[RLlib] Ray Out Of Memory Error

Hi, when I run training episodes by executing this script:

“python3 dqn_train.py dqn_example/dqn_config.yaml --name dqn --overwrite”

and using

Ray version: 1.1.0

Machine: intel core i7, GEFORCE RTX, 16 G RAM

OS: Ubuntu 20.04

I’m getting the below memory error. How can I fix it?

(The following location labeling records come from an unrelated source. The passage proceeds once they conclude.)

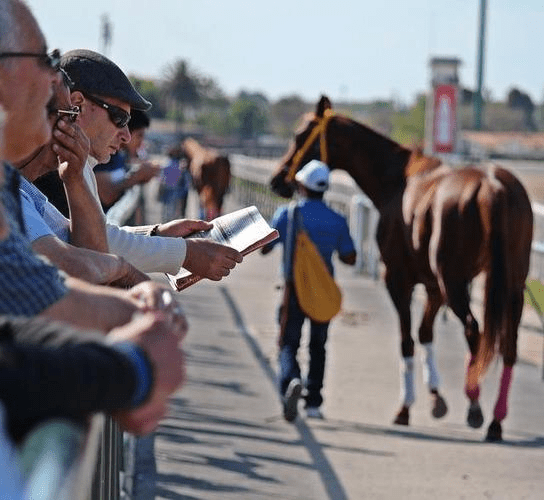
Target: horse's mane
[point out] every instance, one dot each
(413, 161)
(384, 150)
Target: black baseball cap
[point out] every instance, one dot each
(94, 73)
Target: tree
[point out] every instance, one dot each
(285, 113)
(247, 115)
(181, 88)
(409, 126)
(150, 91)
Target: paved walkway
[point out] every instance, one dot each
(225, 437)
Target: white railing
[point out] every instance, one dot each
(251, 179)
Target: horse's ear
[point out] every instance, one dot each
(323, 104)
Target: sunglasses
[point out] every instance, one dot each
(118, 116)
(51, 60)
(71, 113)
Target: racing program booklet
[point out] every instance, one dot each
(245, 230)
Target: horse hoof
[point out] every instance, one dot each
(475, 417)
(494, 432)
(440, 408)
(403, 416)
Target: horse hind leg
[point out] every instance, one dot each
(459, 302)
(401, 291)
(430, 370)
(494, 431)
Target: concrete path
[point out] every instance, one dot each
(225, 437)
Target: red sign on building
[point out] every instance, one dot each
(444, 119)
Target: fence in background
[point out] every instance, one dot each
(114, 471)
(250, 186)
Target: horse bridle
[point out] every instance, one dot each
(320, 129)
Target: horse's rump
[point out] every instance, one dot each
(211, 175)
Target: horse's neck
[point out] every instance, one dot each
(375, 163)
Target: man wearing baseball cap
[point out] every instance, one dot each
(329, 232)
(105, 97)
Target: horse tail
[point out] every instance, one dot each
(498, 285)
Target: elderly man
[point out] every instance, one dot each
(105, 97)
(71, 146)
(144, 363)
(30, 286)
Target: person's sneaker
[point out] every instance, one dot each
(290, 400)
(313, 412)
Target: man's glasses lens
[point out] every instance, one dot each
(71, 113)
(53, 59)
(118, 116)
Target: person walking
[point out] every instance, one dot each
(329, 232)
(174, 185)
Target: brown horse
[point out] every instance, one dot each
(211, 176)
(441, 227)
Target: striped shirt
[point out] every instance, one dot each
(28, 283)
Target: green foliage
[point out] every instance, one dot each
(285, 113)
(247, 116)
(149, 90)
(408, 127)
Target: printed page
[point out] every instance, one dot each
(245, 230)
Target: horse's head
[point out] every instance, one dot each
(309, 144)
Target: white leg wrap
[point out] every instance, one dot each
(430, 373)
(408, 393)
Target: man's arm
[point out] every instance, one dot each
(87, 224)
(167, 254)
(95, 267)
(102, 307)
(134, 375)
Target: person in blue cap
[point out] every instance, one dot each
(330, 233)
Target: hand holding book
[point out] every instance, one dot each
(244, 230)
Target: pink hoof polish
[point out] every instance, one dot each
(501, 407)
(473, 394)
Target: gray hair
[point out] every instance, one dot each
(11, 30)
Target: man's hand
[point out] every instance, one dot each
(127, 275)
(183, 227)
(153, 332)
(72, 147)
(151, 296)
(210, 259)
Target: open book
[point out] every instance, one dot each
(245, 230)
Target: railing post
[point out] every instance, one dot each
(358, 222)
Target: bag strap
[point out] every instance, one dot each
(289, 252)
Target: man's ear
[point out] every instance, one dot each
(77, 98)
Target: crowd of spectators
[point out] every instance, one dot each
(83, 328)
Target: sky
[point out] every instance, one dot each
(347, 49)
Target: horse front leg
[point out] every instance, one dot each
(401, 292)
(430, 371)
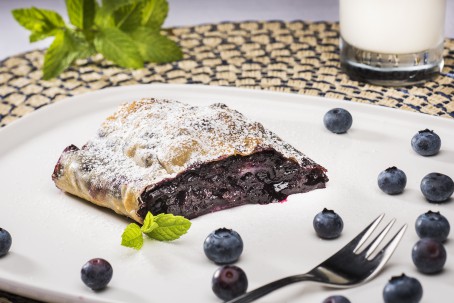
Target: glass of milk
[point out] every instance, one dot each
(392, 42)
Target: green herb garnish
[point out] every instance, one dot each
(163, 227)
(127, 32)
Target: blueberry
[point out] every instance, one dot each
(336, 299)
(429, 256)
(432, 225)
(426, 143)
(402, 289)
(392, 181)
(437, 187)
(328, 224)
(5, 241)
(223, 246)
(96, 273)
(338, 120)
(229, 282)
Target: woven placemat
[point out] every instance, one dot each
(300, 57)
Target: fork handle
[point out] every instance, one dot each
(270, 287)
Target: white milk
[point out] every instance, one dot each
(393, 26)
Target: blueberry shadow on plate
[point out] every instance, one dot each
(18, 264)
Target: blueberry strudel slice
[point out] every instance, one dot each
(166, 156)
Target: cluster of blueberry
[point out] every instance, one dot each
(224, 247)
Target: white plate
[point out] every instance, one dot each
(54, 234)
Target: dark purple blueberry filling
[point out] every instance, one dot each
(261, 178)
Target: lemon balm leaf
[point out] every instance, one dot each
(81, 13)
(170, 227)
(148, 223)
(118, 47)
(65, 48)
(132, 236)
(154, 13)
(41, 22)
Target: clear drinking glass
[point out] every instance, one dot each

ray.memory_monitor.RayOutOfMemoryError: More than 95% of the memory on node yesmina-HP-Pavilion-Gaming-Laptop-16-a0xxx is used (14.78 / 15.41 GB). The top 10 memory consumers are:

76444 5.42GiB ray::CustomDQNTrainer.train()
76449 2.57GiB ray::RolloutWorker
76675 1.52GiB /home/yesmina/CARLA_0.9.11/CarlaUE4/Binaries/Linux/CarlaUE4-Linux-Shipping CarlaUE4 -OpenGL -windowe
76283 1.42GiB /home/yesmina/CARLA_0.9.11/CarlaUE4/Binaries/Linux/CarlaUE4-Linux-Shipping CarlaUE4 -OpenGL
78287 0.25GiB /opt/google/chrome/chrome --type=renderer --field-trial-handle=8221191988494462348,12935930956483335
43045 0.16GiB /opt/google/chrome/chrome --type=gpu-process --field-trial-handle=8221191988494462348,12935930956483
2285 0.16GiB /usr/share/teams/teams --type=renderer --autoplay-policy=no-user-gesture-required --disable-backgrou
76358 0.14GiB python3 dqn_train.py dqn_example/dqn_config.yaml --name dqn --overwrite
5905 0.13GiB /opt/google/chrome/chrome
29591 0.13GiB /opt/google/chrome/chrome --type=renderer --field-trial-handle=8221191988494462348,12935930956483335

1 Like

Hey @Yasmina_Jaafra, thanks for posting this! Could you check the memory on your machine and the value of your DQN buffer_size config parameter (it’s 50000 by default)? Maybe you are just filling up the replay buffer with samples from the env and your machine cannot hold that many.
Also, what’s your observation space? If it’s a large (e.g. image-based) space, that’ll happen more easily.

1 Like

Thank you for your assistance. I have 16 Go of RAM. The buffer size parameter is set to 50000 and I am applying CNN to CARLA simulator. I reduced the buffer size and the problem was fixed. Is there an optimal value of this parameter?